The JCC of Spring Valley is shaking

And crumbling to the ground,

And my grandfather’s rolling,

Rolling in his grave.

Despite my own life choices, I would still prefer it if my children married Jews (yes, yes, I know, more hypocrisy).

Why? Because, for one thing, not every non-Jew will necessarily be like their father and agree to raise their children Jewish, host a Passover seder, give up a Christmas tree, attend Tot Shabbat, pay for Jewish Day School, and sit in temple knowing that congregants are looking at him and wondering what the story is here. (For the record, I know some people find it extremely offensive and to each their own but, when it comes to our family, if you’re curious, feel free to ask what our story is, and we’ll happily tell you. I prefer to teach my kids to accept strangers’ questions, rude though they sometimes may be, as expressions of genuine curiosity and an honest eagerness to learn, rather than the insensitive disturbance other interracial families I know see it as.)

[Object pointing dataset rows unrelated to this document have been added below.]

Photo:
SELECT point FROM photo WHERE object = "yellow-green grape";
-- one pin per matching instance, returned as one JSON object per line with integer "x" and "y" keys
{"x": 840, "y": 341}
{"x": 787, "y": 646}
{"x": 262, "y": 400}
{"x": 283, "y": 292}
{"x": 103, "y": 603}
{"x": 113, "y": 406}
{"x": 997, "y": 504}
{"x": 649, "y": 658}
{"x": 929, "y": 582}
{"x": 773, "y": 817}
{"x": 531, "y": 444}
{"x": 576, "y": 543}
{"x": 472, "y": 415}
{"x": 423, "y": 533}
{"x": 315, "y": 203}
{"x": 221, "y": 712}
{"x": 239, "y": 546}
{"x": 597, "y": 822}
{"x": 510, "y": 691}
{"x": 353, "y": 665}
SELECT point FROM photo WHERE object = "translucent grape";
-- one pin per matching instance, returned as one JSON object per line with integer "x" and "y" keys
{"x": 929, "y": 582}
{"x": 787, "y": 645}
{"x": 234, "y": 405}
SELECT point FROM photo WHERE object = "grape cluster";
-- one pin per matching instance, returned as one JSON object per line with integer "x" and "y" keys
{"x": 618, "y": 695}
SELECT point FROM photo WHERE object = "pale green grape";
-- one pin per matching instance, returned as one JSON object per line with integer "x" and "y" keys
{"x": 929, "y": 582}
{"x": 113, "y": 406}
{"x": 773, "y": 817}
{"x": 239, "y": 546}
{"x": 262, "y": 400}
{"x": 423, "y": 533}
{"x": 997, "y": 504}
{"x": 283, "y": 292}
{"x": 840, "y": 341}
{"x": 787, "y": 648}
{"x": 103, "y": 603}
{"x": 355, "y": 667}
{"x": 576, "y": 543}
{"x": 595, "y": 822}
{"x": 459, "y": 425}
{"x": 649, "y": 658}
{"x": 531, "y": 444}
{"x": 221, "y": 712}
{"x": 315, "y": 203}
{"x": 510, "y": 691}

I would like my children to marry someone Jewish to increase the odds of them continuing the traditions they were raised with. (Though it’s no guarantee of anything. I know couples where both parents are Jewish who aren’t nearly as committed to raising their kids Jewish as my husband is. Once again, to each their own.)

But, even if they don’t marry other Jews, I would really, really prefer that they choose their spouses, of whatever religion, race, ethnicity, gender, etc., for the right reasons. I hope they will select a partner based on their intelligence, on their sense of humor, on their kindness, on their passions, their career, their hobbies, heck, even how much money they make is still a better reason than because their name isn’t Stein or Weiss or Shapiro.

I married my husband based on who he was as an individual. Which was exactly the reason I didn’t marry any of the Jews I’d dated before him. (This despite my earlier generalization regarding (some) Soviet Jewish men like Gary Shteyngart.)

Hey, maybe that’s why we’ve managed to last longer than Jamie and Cathy’s (mostly miserable) last five years!